With the likes of Airbnb, the light-footed can feel at home anywhere in the world. Already, for many, the bedroom wall has been replaced by Pinterest as a place to hang your favorite things…

So, what does all of this mean for sustainability? Fewer belongings and more sharing may hold promise for resource-efficiency – but it all depends on tight management. One counter-trend could be unnecessary maintenance to ensure hygiene: more washing of clothes, sheets and towels, and so on. Fleura Bardhi, a research professor in consumer behavior at Northeastern University, Massachusetts, is interested in the evolution of "alternative relationships to the material world." After all, new nomadism isn't simply about being on the move: it's about a world in which "your own place" and "your own stuff" no longer make such a difference – to your productivity, your wellbeing, and even your identity.

"Our relationships to place and people are becoming more 'liquid', they're changing constantly," says Bardhi. "It means we also have to adapt and change. The most successful are those who can adapt very quickly."

This could be good news for behavior change: the less attached we are to our bad habits, the more easily we can switch to better ones. But it could also go the other way: a more sustainable action may never become a habit if the context is always changing. For the business community, the implications of a shifting world go far beyond working from home and video conferencing. Daniel Pink, author of Free Agent Nation, anticipates a shift towards self-employment.

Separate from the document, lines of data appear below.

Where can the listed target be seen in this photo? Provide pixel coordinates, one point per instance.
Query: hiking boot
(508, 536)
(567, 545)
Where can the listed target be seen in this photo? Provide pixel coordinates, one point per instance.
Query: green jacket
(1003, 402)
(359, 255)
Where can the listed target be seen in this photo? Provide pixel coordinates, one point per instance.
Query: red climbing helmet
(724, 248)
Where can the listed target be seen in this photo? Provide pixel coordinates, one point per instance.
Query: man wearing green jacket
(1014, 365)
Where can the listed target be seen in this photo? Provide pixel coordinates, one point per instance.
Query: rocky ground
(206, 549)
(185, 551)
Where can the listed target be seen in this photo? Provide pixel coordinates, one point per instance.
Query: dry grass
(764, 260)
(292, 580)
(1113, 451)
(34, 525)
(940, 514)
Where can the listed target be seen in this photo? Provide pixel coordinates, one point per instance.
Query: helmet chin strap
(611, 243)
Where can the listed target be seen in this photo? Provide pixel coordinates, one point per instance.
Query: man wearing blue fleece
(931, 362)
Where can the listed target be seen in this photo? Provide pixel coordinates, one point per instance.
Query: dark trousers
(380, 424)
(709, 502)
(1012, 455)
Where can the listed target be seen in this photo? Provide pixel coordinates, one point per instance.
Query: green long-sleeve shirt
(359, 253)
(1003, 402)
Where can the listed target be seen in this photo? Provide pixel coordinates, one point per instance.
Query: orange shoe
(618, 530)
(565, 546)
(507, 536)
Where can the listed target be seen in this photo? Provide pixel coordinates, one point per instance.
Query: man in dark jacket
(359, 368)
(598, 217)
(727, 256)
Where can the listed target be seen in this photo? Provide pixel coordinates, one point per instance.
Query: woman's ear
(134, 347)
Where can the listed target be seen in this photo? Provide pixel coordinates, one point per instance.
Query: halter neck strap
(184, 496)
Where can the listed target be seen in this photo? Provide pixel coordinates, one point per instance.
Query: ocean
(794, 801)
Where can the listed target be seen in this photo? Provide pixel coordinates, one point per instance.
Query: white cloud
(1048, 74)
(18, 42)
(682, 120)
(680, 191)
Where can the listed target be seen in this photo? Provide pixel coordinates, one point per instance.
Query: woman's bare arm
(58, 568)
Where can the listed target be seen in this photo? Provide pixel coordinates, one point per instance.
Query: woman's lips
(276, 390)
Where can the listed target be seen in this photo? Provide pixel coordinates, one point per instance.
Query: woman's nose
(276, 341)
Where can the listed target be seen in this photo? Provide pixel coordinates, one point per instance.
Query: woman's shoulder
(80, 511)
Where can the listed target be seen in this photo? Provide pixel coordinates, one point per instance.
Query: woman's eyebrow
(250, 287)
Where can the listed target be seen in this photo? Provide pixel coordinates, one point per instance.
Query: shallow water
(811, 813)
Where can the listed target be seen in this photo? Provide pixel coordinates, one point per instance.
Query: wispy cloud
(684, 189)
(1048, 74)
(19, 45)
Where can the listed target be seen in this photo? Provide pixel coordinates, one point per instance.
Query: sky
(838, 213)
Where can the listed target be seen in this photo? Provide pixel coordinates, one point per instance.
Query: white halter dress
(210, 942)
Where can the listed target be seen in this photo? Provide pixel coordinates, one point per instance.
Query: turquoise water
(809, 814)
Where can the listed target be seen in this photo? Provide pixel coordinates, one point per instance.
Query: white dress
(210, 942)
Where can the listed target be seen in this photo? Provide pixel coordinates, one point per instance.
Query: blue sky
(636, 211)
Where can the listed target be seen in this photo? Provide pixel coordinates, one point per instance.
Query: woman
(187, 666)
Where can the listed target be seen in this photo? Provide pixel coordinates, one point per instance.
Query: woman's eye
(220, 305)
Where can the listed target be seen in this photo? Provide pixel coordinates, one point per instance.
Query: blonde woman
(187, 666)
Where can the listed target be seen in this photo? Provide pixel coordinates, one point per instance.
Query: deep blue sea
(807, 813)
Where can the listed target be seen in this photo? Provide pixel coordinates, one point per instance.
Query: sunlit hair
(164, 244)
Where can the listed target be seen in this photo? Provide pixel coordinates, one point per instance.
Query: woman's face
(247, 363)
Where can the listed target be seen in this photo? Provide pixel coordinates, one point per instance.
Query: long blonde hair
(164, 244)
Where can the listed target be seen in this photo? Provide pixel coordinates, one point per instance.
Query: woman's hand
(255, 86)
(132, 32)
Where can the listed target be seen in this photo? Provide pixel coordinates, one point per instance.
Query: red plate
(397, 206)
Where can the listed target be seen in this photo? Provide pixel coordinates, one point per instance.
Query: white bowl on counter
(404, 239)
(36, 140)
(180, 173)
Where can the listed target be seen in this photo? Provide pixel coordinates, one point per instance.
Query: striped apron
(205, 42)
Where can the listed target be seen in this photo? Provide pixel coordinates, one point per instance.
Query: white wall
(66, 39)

"If you look the underlying economics of why firms exist – such as high transaction costs and coordination problems – then, as those forces dissipate, companies themselves might become less necessary," Pink said.

Indeed, if individuals can maintain their professional profile through their own networks, the attraction of an official job title could fade. As Pink puts it: "When talented individuals can have the communications and computing power companies once had, they need organisations far less than organisations need [them]."

What role might these highly adaptable "free agents" play in building resilience around them? Already, greater connectivity is helping relative strangers identify common problems and engage in fruitful collaborations – from spontaneous one-offs to organised "hackathons."

If sharing more space and more stuff means we also develop a greater sense of our dependence on common resources – including each other – then there's much to look forward to.

Content to roam


Symon Hill visited a Bedouin community in the West Bank.

"We'll put it on Facebook," joked Nisreen as she posed for a photojournalist. It's not an unusual comment for a 17-year-old girl. But it was surprising to hear it in the desert.

Nisreen lives in the Bedouin community of Al Rashayda, a collection of tiny tented settlements spread over several miles in the southeastern corner of the West Bank. Once nomadic, its movements are now restricted by the Israeli army's training exercises.

Nisreen's cousin Ali [pictured] is leading goats over the hills. If he needs to contact his family, he will use his mobile phone. Meanwhile, young men are texting on phones that appear to be swinging from the top of a tent. Looking up, I see the tent's wooden frame has electricity sockets, with phone chargers plugged in.

The community's goats and camels are kept well away from the sparkling solar panels that make this communication possible. Funded by UK aid money, they were fitted by Christian Aid and the YMCA, along with a water pipe that the electricity helps to power.

"We thank God the water is here," said Nisreen's mother. It means a bath every three days rather than weekly. Nisreen and her sister Tahany use it to sustain a vegetable patch.

Christian Aid emphasizes that the pipe and solar panels were requested by the villagers themselves. The villagers told me the initiative came from a young woman, who I couldn't meet because she was busy with the olive harvest. She's also studying through the Open University. The internet helps.

Symon Hill is author of The No-Nonsense Guide to Religion. Anna Simpson is Managing Editor, Green Futures.